September 11, 2012
Acid-gas injection operations constitute a commercial-scale analogue for CO2 geological sequestration in sedimentary basins.
Acid gas is a mixture of hydrogen sulphide (H2S) and carbon dioxide (CO2), with minor traces of hydrocarbons, which is the by-product of “sweetening” sour hydrocarbons.
Over the past decade, oil and gas producers in western Canada have been faced with a growing challenge to reduce atmospheric emissions of H2S, which is produced from “sour” hydrocarbon pools. Sour oil and gas are hydrocarbons that contain H2S and CO2, which have to be removed before the produced oil or gas is sent to markets. Since surface desulphurization through the Claus process is generally uneconomical, and the surface storage of the produced sulphur constitutes a liability, more operators are turning to acid gas disposal by injection into deep geological formations. In addition to providing a cost-effective alternative to sulphur recovery, the deep injection of acid gas reduces emissions of noxious substances into the atmosphere and alleviates the public concern resulting from sour gas production and flaring.
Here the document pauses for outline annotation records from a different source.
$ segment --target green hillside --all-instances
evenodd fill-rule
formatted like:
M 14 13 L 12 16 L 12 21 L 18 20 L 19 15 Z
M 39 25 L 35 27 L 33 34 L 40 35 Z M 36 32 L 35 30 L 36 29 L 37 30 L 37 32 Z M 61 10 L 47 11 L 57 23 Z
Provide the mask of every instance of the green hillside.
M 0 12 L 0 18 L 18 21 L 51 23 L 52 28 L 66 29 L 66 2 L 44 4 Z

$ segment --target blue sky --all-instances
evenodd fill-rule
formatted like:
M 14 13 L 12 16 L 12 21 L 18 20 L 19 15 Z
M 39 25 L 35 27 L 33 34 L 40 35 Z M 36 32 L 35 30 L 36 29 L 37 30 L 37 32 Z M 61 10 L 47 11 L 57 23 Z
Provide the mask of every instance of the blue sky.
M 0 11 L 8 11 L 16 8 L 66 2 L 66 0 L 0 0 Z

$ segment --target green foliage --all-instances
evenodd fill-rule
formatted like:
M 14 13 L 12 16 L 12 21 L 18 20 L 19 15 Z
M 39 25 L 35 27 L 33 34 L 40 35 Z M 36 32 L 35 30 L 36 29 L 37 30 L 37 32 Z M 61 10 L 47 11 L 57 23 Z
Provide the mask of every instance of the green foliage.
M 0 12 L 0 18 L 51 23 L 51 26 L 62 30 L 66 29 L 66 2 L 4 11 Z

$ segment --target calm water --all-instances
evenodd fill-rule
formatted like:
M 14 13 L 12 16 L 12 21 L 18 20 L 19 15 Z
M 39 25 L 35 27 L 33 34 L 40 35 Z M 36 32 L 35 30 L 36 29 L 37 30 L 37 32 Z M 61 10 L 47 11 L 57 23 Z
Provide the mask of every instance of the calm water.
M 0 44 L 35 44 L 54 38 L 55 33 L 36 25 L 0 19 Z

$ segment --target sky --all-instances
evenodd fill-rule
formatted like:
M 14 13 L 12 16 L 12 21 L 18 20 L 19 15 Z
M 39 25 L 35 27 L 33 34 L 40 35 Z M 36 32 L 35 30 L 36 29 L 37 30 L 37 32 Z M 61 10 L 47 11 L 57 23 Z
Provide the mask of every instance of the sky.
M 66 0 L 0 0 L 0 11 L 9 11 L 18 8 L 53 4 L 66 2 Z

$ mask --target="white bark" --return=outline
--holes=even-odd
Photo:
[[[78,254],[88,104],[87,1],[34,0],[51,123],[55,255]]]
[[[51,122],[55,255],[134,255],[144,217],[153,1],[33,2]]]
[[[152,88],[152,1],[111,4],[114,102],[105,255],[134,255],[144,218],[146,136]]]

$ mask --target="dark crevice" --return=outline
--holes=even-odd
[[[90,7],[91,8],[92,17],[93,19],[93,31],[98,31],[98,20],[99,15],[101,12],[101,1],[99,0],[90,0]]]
Although the purpose of the acid-gas injection operations is to dispose of H2S, significant quantities of CO2 are being injected at the same time because it is costly to separate the two gases. In the context of current efforts to reduce anthropogenic emissions of CO2, these acid-gas injection operations represent an analogue to geological storage of CO2. Large-scale injection of CO2 into depleted oil and gas reservoirs and into deep saline aquifers is one of the most promising methods of geological storage of CO2, and in this respect, it is no different from acid-gas injection operations. Thus, the study of the acid-gas injection operations in western Canada provides the opportunity to learn about the safety of these operations and about the fate of the injected gases, and represents a unique opportunity to investigate the feasibility of CO2 geological storage. Acid gas injection currently occurs at 39 active operations in Alberta and northeastern British Columbia.
In their pure state, CO2 and H2S have similar volatility, but at different pressures and temperatures. They exhibit the normal vapour/liquid behaviour with pressure and temperature, with CO2 condensing at lower temperatures than H2S. Methane (CH4) also exhibits this behaviour, but at much lower temperatures. The phase behaviour of the acid gas system is represented by a continuous series of two-phase envelopes (separating the liquid and gas phases), located between the bounding systems in the pressure-temperature space. If water is present, both CO2 and H2S form hydrates at temperatures up to 10°C for CO2 and more than 30°C for H2S. If there is too little water, the water is dissolved in the acid gas and hydrates will generally not form. These properties of the acid gas dictate surface engineering and injection strategies and technology.
Typically, four stages of compression are required to provide the required discharge pressure above the bubble point of the acid gas mixture. Each compression cycle is generally kept at a higher temperature than the stability field for hydrates, to prevent compressor breakdown and plugging.
In Alberta, applications for acid gas disposal need to conform to the specific requirements listed in ERCB Directive 65 (Alberta Energy and Utilities Board, Guide 65: Resources Applications for Conventional & Gas Reservoirs, Calgary, AB, 2000). Acid-gas injection wells are classified as Class III disposal wells, unless the acid gas is dissolved in produced water prior to injection, in which case the well is designated as either Class Ib or Class II, depending on the produced-water designation (Energy Resources Conservation Board, Directive 51: Injection and Disposal Wells, Calgary, AB, 1994).